Calculating Related Posts

Generating the embeddings themselves is the computationally hard work. Once we’ve located our post in semantic space, we just need to calculate the cosine distances between posts. To do that, we add one more function to functions.php:

function cos_sim($a, $b) {
	$n = 0; $d1 = 0; $d2 = 0;
	foreach (array_map(null, $a, $b) as $i) {
		$n += $i[0] * $i[1];
		$d1 += $i[0]**2;
		$d2 += $i[1]**2;
	}
	return $n/(sqrt($d1)*sqrt($d2));
}

With this, we can calculate the related posts on any single.php page:

<?php $embeddings = $wpdb->get_results(
	"SELECT post_id, meta_value
	FROM {$wpdb->prefix}postmeta
	WHERE meta_key='_embedding'",
	OBJECT_K
);
$own = json_decode($embeddings[get_the_ID()]->meta_value);
if ($own) {
	$similarities = [];
	foreach ($embeddings as $id => $e) {
		if ($id == get_the_ID()) continue;
		$embedding = json_decode($e->meta_value);
		$similarities[$id] = cos_sim($own, $embedding);
	}
	arsort($similarities); ?>

	<h3>Articles Similar To This One</h3>
	<ul><?php foreach (array_keys(array_slice($similarities,0,3, true)) as $item) { ?>
		<li>
			<?php get_post($item);
			//Style your post here ?>
		</li>
	<?php } ?></ul>
<?php } //if ($own) ?>

Essentially, we query all the embeddings from the post meta, pull out the current page’s, calculate the cosine similarity to each page other than the self, and generate related posts markup for the top three. Again, with 100 posts this isn’t intensive enough to noticeably affect page load time, but if you have a lot of posts, you can reduce the dimensionality or implement caching.

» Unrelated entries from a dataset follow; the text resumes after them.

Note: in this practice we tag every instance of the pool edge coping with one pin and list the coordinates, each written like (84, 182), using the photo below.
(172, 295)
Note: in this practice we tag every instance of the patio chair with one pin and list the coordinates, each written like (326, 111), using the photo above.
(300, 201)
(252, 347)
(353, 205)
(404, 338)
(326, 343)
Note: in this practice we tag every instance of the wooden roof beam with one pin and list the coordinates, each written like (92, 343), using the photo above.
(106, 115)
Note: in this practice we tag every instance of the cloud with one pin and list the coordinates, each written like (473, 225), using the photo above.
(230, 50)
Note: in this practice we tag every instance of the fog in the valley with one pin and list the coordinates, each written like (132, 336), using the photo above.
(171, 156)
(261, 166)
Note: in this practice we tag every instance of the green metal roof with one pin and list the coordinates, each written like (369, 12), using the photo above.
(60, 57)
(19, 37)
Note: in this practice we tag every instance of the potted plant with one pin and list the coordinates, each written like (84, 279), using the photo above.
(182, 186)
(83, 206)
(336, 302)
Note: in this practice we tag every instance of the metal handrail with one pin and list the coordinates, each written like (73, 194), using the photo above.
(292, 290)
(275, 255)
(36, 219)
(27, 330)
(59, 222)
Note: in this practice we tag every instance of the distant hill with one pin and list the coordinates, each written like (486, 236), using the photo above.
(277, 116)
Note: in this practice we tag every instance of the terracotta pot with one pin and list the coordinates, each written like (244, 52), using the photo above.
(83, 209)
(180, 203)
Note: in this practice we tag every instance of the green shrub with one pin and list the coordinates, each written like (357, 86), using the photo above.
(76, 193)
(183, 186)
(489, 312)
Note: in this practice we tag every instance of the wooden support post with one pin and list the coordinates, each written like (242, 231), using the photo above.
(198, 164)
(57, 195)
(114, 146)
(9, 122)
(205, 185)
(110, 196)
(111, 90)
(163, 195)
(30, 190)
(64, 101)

And voilà, a script to automatically generate embeddings and search for related posts every time you publish or update a page. See it in action by scrolling down!

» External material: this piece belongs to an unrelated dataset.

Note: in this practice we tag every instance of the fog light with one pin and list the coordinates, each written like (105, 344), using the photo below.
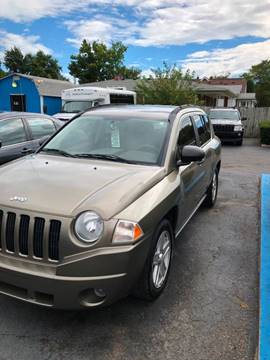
(100, 293)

Optional Regeneration On Update

The save_post_post hook above will generate an embedding every time a post is published or updated. Sometimes this is what we want, if there’s a major content update. But for small edits, since it costs us money, we’d like an option to edit posts without regenerating the embedding.

To do this, we’ll add a box to the bottom of the Post Settings sidebar in the editor, fire the save_post_post hook when it’s checked, and return otherwise.

We’ll add this box with the add_meta_box function, and attach some checkbox markup to it by referring to the embeddings_checkbox function.

<?php //Checkbox to avoid double generating embeddings unless we want to
add_action('add_meta_boxes', function() {
	add_meta_box(
		'gen_embeddings',
		'Embeddings',
		'embeddings_checkbox',
		'post', 'side', 'core'
	);
});

function embeddings_checkbox($post) {
	$value = get_post_meta($post->ID, '_embedding', true); ?>
	<label for="gen_embeddings">
		<input type="checkbox" id="gen_embeddings" name="gen_embeddings" <?php if (!$value) echo 'checked'; ?> />
		<?php echo $value ? 'Reg' : 'G'; ?>enerate embeddings
	</label>
<?php }

The second function checks whether the post has an existing embedding. If it doesn’t, it checks the box by default and prompts ‘Generate embeddings’. If it does, it unchecks the box, and gives you the option to ‘Regenerate embeddings’.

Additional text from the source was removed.